EMC said the move would make it easier for customers to store and retrieve their unstructured data through an integrated software and hardware package.
EMC will now be able to match its line of storage systems and software products in-house with Documentum content management applications that rely heavily on storage capabilities.
"It looks like a very sensible combination," said Peter O'Kelly, an analyst at the Patricia Seybold Group. For customers, an increasing problem has been organizing, finding and using company information.
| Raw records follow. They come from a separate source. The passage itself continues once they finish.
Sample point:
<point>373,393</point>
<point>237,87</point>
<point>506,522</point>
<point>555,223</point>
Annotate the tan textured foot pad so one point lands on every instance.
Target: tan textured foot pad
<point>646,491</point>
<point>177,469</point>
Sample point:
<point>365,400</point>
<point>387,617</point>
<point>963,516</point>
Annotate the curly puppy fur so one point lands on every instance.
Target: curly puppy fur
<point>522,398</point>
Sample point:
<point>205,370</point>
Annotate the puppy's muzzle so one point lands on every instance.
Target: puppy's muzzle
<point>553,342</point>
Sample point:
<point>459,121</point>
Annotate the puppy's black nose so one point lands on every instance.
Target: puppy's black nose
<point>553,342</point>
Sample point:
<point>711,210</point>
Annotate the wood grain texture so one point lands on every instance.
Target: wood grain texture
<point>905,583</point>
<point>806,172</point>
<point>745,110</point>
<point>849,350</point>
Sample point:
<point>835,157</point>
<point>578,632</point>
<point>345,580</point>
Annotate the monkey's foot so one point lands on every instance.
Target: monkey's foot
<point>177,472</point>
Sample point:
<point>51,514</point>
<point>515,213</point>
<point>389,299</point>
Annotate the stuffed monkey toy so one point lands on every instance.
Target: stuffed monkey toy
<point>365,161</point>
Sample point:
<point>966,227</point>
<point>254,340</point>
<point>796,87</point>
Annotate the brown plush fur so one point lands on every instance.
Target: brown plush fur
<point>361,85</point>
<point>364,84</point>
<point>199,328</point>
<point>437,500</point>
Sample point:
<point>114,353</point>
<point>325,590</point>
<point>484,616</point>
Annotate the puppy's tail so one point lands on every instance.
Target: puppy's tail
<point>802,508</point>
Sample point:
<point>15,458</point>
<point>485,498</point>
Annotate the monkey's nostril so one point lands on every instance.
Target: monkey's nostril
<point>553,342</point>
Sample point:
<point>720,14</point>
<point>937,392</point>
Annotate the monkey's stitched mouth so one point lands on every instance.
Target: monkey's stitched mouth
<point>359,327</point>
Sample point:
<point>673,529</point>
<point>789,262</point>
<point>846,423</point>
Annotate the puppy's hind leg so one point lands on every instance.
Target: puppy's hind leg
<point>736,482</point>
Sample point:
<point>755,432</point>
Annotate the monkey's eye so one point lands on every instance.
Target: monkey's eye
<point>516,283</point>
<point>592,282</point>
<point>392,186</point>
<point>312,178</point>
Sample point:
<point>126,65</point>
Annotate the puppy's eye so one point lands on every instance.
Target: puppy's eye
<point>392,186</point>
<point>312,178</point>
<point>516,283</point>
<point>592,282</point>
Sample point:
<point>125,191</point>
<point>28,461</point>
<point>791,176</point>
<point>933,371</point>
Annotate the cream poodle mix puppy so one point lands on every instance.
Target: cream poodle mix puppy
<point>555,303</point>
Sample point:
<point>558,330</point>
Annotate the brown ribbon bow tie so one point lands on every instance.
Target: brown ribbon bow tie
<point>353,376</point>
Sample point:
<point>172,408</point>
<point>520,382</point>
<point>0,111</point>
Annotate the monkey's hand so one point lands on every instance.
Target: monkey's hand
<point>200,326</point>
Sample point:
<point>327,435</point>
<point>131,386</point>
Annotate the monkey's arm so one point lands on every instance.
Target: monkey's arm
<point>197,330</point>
For many companies, those problems will be easier to fix using a single-source supplier.
"This significantly changes the competitive landscape for enterprise content management," he added.
Robert Markham, an analyst at Forrester Research, said the deal is evidence that "enterprise content management and storage need to be thought of in the same breath".
The deal was an offensive move by EMC into the enterprise content management market and a defensive move against competitors such as Oracle.
"This has put Oracle further behind, because Oracle would have probably bought Documentum if EMC didn't," he said.
However, one hurdle remains for EMC. The company still does not offer its own database with its storage and Documentum products, he added.
Mark Lewis, vice-president of EMC's open software operations, said the deal extends his company's goal of helping customers manage data throughout its life cycle.
The Documentum line of products will continue to be sold to customers regardless of their storage system choices, and the interfaces will continue to be open across the standard interface layers to maintain compatibility with competing products.
"Our objective is to sell value-added layers not to lock those layers together so the customer has no choice," Lewis said.
Documentum and EMC have had a partnership deal since April 2002, when EMC introduced EMC Centera, a content-addressed storage product.